Games Girls Play

Today we play pretend: sleeping beauties, all of us girls at recess. We have no glass coffins so we each must steal from the overflowing trashcan a lemonade bottle. We must shatter it on the ground, arrange each piece around us, jagged reliquary. No flowers to hold in our death-clawed hands, so we grasp orange peels from lunch, dig our chewed nails in. The orange’s porous skin, makeshift bandage for our glass-sliced fingers.

Issue 4

https://manyworlds.place/issue-4/avra-margariti/

by Avra Margariti


Today we play pretend: sleeping beauties, all of us girls at recess. We have no glass coffins so we each must steal from the overflowing trashcan a lemonade bottle. We must shatter it on the ground, arrange each piece around us, jagged reliquary. No flowers to hold in our death-clawed hands, so we grasp orange peels from lunch, dig our chewed nails in. The orange’s porous skin, makeshift bandage for our glass-sliced fingers.

We practice being hollow: anatomical Venuses, waiting to be filled.

We can only awaken by the lips of another. Yet the boys play on without us across the yard, running after a soccer ball, yelling at each other. They don’t spare us a single glance. All the touch they need, they get from shoves and kicks; all the nourishment, a teammate’s sweat.
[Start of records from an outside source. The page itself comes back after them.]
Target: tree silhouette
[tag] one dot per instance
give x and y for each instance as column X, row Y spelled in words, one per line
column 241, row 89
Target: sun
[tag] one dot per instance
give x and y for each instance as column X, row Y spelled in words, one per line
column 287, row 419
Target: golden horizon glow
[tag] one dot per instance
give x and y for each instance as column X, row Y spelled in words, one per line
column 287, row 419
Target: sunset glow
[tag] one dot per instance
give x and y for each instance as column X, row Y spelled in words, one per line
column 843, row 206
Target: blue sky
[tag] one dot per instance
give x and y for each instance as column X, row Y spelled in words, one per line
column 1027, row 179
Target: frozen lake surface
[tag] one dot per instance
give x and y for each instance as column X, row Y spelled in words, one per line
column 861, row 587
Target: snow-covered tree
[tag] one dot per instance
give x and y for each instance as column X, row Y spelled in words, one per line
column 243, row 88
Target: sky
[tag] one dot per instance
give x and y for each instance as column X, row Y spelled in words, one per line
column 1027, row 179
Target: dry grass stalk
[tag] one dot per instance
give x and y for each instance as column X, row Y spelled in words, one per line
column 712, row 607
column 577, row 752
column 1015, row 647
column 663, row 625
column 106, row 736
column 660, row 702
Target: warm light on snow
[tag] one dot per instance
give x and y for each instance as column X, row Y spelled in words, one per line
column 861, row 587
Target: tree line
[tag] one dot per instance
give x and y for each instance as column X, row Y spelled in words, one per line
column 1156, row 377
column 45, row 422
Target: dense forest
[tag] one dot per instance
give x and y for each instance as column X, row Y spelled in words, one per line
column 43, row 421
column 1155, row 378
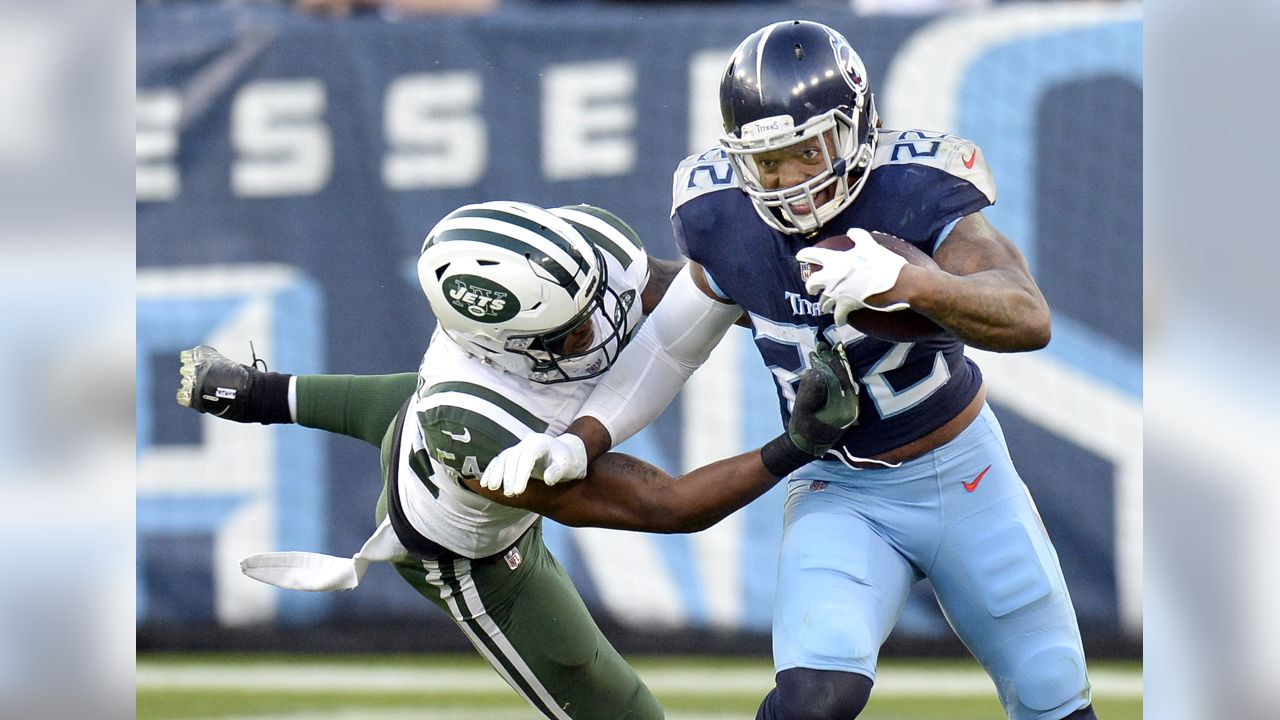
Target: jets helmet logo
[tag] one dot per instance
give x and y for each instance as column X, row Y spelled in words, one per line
column 850, row 63
column 481, row 299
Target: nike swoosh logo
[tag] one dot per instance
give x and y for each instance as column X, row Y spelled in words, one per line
column 972, row 486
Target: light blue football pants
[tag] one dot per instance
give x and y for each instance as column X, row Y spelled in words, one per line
column 855, row 541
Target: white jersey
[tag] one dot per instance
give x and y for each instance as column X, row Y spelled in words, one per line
column 466, row 411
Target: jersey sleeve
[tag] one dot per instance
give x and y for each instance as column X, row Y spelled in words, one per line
column 929, row 180
column 466, row 425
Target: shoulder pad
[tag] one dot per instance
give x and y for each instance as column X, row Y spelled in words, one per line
column 955, row 155
column 699, row 174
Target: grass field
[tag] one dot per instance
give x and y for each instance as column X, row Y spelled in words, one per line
column 465, row 688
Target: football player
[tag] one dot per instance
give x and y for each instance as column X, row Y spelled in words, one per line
column 923, row 486
column 533, row 308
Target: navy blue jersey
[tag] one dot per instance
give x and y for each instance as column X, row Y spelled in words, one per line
column 919, row 185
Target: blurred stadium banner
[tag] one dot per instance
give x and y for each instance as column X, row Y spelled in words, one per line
column 289, row 167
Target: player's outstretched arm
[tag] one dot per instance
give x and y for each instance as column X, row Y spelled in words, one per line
column 359, row 406
column 625, row 492
column 981, row 290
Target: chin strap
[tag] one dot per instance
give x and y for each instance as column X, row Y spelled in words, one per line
column 314, row 572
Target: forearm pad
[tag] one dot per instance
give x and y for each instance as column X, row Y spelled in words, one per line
column 269, row 399
column 666, row 350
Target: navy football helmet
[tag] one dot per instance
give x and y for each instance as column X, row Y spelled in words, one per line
column 786, row 83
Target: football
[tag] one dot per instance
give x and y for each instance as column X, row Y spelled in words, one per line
column 901, row 326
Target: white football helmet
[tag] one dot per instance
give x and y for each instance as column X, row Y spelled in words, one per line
column 510, row 281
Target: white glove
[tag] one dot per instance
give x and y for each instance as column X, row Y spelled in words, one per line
column 558, row 458
column 849, row 277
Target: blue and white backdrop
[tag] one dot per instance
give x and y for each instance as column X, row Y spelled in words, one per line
column 288, row 168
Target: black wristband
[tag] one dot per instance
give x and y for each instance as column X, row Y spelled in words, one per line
column 269, row 399
column 781, row 456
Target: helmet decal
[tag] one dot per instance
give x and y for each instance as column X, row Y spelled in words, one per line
column 481, row 299
column 510, row 282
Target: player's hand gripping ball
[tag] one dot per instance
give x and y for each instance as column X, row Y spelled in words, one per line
column 896, row 326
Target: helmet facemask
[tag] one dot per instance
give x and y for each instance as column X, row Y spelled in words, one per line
column 545, row 352
column 846, row 163
column 796, row 82
column 511, row 282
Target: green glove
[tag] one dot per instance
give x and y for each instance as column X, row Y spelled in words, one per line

Perhaps we wish we could join them, though we don’t know exactly what that means.

We lay ourselves on the ground until the grit of the cement flays our shoulder-blades like chicken wings and the end-of-recess bell makes tuning forks out of us. We hold on. We know well by now, how not to vibrate out of our own skins.

I dare suggest to Katia, our leader, that we should try the fainting game next time. Forget the boys, I say. We don’t need them. Don’t need to be them. Katia looks at me strangely, like that last part, us needing to be them, never once crossed her mind. I burn like a church candle, beeswax pliant and ashamed.

We stand all in a row against the wall. Only Katia marches across from us, smirking sentinel. She is always dressed in white, not having gotten her period like we have. I try to remember what it’s like, to not yet know that cramping, lancing pain but it feels now like it’s always walked with me. Katia’s shadow is a storm-bruised contrast to her white dress, sun-drawn large enough to encompass us all.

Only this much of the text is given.